If you pull this handle...




Out of the blue, a friend I haven't spoken to in years sent me this.  It's simply staggering.  Had I seen this earlier, Combined and Uneven Apocalypse might have been nothing more than a set of page-shaped paper padding surrounding a DVD of this.

There is a moment - you'll know it when you hit it - when the entire order of vision (that of ink and the hand-built line, with water-colored gray that trembles, that of the cartoon), is thrown literally to the windows edge, where now there is an other world of sight, of photography, above all of the everyday, and it requires only a turning on its axis, a throwing into velocity or freezing, to make it jive and jar with the animation of collapse.  (Note: this dislocation happens only after the world as a whole, shot from afar as a gurgling, pustulant, seething thing, blows up in fall.  It happens only after the animated world as totality is wrecked.)  Nothing I've watched so nails the double sense of apocalypse that always interested me: an end, sure, but an end that means the bringing forth, as if refocusing a lens, lengthening the depth of field, such that the foreground loses out.  That which we were here to see finds itself scrambling, like Koko, back from the teeming fact of the street.  More than that, such a slippage and disaster occurs here in the formal construction of the thing and its manic incapacity to stay with a figure or theme for more than a moment.  The planet will smoke a cigar, but it is not always a head.  It was insofar as it smoked a cigar.  It is no more.

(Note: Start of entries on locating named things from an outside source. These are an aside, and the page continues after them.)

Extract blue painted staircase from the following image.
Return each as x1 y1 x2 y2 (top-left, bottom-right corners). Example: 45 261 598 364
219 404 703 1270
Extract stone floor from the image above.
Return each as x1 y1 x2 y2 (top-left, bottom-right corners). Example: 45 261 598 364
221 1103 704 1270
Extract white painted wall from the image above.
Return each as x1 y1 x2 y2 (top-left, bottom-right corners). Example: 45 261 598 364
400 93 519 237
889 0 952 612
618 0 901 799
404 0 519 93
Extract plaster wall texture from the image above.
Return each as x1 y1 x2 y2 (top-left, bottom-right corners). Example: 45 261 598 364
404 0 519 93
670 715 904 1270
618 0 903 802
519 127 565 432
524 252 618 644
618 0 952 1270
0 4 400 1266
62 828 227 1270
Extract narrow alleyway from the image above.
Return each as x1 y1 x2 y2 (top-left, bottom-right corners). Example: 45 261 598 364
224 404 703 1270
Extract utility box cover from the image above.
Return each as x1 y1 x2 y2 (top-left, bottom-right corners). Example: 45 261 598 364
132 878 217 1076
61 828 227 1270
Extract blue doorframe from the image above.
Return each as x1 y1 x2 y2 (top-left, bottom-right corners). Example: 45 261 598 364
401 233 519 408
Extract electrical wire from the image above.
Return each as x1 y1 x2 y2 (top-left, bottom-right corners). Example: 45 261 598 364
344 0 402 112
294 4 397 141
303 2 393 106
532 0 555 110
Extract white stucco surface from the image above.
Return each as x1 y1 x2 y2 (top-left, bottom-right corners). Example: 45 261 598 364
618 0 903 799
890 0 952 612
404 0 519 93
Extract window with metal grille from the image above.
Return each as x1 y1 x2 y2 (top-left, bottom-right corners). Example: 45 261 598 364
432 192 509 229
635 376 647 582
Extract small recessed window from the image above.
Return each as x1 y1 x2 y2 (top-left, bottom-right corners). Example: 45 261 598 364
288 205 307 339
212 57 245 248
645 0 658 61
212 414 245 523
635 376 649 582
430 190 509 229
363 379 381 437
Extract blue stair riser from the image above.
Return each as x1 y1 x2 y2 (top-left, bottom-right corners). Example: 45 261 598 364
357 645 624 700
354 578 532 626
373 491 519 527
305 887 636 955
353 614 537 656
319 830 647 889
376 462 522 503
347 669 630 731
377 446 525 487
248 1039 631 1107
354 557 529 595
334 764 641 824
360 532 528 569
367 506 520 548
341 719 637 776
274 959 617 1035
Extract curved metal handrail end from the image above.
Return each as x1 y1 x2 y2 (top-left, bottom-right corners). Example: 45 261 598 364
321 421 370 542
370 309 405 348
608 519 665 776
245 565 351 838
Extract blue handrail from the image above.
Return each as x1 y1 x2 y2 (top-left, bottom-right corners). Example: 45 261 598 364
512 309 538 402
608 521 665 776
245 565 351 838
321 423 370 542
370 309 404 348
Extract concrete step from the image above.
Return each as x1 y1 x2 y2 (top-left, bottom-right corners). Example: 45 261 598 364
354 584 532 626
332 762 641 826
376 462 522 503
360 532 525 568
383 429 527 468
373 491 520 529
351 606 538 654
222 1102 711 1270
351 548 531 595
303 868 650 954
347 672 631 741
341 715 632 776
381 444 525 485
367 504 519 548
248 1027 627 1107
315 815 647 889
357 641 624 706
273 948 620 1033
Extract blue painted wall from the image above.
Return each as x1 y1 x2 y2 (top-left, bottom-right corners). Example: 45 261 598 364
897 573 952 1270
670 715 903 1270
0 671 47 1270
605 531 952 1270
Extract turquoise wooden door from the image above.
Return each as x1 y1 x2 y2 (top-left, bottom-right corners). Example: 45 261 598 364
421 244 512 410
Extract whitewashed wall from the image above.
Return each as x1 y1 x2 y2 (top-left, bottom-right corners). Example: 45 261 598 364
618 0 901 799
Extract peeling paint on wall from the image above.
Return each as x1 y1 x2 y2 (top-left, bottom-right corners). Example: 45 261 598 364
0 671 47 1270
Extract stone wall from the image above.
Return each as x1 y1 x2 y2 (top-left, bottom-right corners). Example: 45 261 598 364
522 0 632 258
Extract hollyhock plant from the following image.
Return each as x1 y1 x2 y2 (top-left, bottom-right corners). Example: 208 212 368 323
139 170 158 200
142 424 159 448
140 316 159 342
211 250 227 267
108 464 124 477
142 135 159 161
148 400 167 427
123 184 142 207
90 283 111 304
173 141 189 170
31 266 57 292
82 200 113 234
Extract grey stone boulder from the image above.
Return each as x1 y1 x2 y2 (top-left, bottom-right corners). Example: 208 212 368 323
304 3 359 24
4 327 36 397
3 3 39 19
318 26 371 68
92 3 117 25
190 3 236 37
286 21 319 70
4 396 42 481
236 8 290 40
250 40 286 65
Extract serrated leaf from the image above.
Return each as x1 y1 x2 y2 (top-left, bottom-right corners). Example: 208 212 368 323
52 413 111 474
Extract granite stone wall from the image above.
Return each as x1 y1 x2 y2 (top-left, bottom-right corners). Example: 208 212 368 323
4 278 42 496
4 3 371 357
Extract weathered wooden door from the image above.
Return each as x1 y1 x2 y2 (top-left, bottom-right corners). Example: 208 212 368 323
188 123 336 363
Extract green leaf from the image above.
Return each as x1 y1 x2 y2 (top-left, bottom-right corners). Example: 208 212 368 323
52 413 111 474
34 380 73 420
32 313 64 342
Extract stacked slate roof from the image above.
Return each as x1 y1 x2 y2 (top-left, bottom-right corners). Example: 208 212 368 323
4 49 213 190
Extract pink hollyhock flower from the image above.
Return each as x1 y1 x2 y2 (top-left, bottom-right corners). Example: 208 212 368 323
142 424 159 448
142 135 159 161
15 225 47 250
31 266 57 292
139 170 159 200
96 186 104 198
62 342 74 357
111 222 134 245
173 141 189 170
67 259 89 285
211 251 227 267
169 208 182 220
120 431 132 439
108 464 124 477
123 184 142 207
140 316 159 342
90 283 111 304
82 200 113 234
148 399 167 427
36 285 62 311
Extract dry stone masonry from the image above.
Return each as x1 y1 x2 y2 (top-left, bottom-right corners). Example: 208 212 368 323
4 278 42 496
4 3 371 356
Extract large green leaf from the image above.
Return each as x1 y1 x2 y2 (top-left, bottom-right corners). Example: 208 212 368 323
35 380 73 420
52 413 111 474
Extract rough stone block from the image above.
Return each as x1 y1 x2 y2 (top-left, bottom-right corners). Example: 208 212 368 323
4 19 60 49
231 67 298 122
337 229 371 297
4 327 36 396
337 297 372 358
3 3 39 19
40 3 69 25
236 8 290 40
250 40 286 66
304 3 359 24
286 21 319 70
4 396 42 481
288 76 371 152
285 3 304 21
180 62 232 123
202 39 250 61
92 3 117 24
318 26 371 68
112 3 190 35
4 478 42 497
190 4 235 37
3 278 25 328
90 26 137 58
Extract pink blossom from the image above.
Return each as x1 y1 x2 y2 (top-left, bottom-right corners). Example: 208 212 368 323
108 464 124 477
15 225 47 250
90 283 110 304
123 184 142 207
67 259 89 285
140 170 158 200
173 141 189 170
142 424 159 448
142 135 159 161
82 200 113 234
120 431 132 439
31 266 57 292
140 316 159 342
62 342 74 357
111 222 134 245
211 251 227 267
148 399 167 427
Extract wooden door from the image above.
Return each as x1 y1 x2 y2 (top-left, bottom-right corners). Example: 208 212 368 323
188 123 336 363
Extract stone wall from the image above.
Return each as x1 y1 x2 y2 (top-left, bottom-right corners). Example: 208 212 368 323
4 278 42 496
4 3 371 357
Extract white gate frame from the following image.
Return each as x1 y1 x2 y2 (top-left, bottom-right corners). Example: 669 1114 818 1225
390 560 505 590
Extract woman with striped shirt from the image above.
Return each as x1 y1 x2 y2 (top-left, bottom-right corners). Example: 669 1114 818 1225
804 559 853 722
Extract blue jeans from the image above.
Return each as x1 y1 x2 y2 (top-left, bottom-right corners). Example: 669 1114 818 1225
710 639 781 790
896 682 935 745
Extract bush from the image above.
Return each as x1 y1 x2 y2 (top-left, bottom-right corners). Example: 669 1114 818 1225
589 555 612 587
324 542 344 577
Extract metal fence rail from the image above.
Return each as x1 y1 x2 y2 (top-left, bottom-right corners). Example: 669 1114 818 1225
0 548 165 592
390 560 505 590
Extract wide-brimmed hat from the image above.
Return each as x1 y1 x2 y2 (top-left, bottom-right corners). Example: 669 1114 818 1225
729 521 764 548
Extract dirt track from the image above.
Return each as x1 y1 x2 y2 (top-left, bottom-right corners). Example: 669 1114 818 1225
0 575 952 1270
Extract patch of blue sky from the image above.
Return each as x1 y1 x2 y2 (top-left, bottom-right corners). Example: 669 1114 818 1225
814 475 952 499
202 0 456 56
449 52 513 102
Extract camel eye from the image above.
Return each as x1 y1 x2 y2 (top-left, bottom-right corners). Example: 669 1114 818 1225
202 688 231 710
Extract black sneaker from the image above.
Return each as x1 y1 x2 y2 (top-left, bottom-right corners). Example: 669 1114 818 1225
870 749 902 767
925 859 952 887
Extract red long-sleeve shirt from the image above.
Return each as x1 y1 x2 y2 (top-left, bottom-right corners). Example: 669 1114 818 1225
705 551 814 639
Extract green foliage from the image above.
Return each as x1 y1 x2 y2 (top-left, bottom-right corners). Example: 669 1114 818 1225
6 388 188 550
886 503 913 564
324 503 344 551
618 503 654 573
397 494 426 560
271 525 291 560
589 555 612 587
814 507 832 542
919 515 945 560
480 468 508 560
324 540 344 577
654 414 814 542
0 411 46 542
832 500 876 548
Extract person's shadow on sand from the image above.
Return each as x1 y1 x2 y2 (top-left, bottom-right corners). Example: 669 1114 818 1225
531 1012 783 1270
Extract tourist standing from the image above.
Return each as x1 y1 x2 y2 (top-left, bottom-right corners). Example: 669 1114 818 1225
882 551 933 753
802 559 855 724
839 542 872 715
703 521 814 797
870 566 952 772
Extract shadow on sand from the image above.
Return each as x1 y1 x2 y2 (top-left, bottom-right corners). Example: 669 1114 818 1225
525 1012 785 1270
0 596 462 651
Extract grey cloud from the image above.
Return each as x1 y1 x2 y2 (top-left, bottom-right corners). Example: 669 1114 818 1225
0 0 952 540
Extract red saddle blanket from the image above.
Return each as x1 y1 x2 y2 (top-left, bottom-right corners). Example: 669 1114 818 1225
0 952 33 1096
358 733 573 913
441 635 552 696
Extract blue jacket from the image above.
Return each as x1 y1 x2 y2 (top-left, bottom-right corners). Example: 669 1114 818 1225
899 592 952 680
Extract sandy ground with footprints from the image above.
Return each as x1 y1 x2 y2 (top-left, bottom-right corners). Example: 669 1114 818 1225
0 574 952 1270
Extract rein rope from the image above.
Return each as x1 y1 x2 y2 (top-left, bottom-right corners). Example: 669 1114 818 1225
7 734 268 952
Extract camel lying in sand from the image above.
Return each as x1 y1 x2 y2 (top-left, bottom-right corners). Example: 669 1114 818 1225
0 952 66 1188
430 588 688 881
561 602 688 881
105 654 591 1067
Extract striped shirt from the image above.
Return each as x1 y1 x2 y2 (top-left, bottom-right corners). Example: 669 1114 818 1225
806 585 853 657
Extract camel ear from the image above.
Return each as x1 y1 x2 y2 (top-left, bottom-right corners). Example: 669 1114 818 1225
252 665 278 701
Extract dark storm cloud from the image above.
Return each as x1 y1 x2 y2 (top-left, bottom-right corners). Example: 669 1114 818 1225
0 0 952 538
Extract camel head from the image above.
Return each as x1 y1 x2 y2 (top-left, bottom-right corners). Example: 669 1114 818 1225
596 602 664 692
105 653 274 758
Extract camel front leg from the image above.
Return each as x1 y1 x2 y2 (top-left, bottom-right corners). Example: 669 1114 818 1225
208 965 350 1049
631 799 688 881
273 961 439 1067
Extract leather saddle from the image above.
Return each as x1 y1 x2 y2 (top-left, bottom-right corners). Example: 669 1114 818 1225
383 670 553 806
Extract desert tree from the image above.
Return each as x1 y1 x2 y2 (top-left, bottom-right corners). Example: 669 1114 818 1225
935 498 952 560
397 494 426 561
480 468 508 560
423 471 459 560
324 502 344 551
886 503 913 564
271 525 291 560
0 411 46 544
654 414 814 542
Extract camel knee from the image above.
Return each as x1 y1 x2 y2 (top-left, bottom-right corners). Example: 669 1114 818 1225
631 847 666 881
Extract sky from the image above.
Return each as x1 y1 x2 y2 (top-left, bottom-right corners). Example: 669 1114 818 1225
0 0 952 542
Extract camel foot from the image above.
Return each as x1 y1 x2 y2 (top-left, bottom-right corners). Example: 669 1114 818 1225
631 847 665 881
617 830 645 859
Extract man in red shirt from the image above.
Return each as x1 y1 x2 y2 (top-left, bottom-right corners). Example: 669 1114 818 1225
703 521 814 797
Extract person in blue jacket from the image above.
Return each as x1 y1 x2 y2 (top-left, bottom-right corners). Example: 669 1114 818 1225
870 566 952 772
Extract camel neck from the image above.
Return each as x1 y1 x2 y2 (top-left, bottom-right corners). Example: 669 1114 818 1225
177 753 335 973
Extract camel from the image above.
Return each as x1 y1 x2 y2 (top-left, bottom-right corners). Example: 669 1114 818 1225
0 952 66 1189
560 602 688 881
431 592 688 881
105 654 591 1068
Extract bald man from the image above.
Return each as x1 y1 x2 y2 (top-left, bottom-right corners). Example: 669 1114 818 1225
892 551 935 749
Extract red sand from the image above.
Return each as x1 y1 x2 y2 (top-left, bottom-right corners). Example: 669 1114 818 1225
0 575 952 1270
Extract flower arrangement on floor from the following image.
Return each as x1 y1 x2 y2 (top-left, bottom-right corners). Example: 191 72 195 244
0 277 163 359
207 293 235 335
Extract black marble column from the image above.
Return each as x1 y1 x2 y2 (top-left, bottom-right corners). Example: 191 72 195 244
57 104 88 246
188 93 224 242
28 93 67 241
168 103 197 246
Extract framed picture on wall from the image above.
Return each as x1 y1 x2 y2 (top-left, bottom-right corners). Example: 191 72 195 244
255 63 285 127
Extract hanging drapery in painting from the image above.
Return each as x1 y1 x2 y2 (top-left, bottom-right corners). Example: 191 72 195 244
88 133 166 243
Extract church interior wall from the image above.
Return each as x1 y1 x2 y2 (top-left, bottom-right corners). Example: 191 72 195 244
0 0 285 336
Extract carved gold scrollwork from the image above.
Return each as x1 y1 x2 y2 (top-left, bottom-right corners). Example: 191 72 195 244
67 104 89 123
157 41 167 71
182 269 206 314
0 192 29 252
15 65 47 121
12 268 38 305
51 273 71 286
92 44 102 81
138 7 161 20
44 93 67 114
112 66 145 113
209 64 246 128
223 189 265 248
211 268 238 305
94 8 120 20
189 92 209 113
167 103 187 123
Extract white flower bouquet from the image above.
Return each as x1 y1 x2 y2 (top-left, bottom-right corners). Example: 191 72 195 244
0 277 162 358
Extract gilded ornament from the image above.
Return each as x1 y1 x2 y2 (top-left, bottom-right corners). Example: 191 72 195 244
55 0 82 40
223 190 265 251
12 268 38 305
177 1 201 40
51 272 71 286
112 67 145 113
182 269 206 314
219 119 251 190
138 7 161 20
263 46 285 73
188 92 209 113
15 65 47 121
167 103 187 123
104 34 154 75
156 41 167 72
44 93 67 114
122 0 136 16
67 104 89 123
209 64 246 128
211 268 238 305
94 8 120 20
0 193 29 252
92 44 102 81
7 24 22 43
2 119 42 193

The only thing that remains constant here is the urge to negate, a drive boiled down into single dog form, an admirable counterpart to the catastrophe-encouraging/deferring lupine gang of Wolfen, an asshole on the grandest scale cousin of Tintin's snowy.  But unlike Wolfen, Fitz the Dog manifests just a will to do it all the way (read: a "passion for the Real"), despite the scrambling resistance of his human companion, the Catechon.  And do it in proper, whole by part by atom.  This small white Fenrir doesn't just bring about Ragnarök.  The pup is committed to do it up right, hacking down one of the final trees that stands.  The end, therefore, retains shape because of the ceaseless project of breaking binds and bounds.  A pointless plan alone makes sense of what otherwise is just a bad storm.

[Two already's and a scattered note:

The earth is already turning, beneath them like a spherical treadmill.  We cannot know if there is any traction, if their walking accelerates this, or if it a frictionless gliding.  Moonwalking in place.


The earth is already empty.  We don't see crowds until after the switch has been pulled.

The sign that hangs warns DO NOT TOUCH EARTH CONTROL: the entire facility is labeled CONTROL OF EARTH.  The clown's hands may not be so clean after all.  For while the blame is narrowed into a single handle, as if there was one emergency kill switch and the rest was the blameless play of weather, day and night, we notice, on the wall of switches with which Koko plays, one switch for LIGHTNING.  And it is exactly lightning we see after Fitz finally succeeds that marks the end of the world: it is the sign of the cut here, a montage filler, a break between scenes of destruction and the apparent cause of all being stood on its head.  The point is that the switch is just a fantasy concentration point, the blind that allows us to fumble and fuck with the wall of all the effects of catastrophe without having to claim the moment has yet come.  Leave Koko at those switches long enough, and the outcome will be identical.]


So watch this and come apart.  Of course, like Koko, you lose your head, and it will not be your own you will first find as solace.  We slip into a dark puddle to slosh, without leaving a stain on the filmed desk, for these things may bristle before and aft of each other, but they cannot merge.  Back and forth we go over the animator's page, the sea-drunk's rhythm of a conclusion knocked off its axis.

And on the off chance that this not be the case, rest assured, cameras can tilt the horizon, sidewalks can threaten to slide us right off the map, and we know how to wrestle ourselves to the ground and, clawing, desperate, more than a little bufoonish, to pore over the cracks, looking for that missing friction.  After all, it's not as if we know how to do otherwise.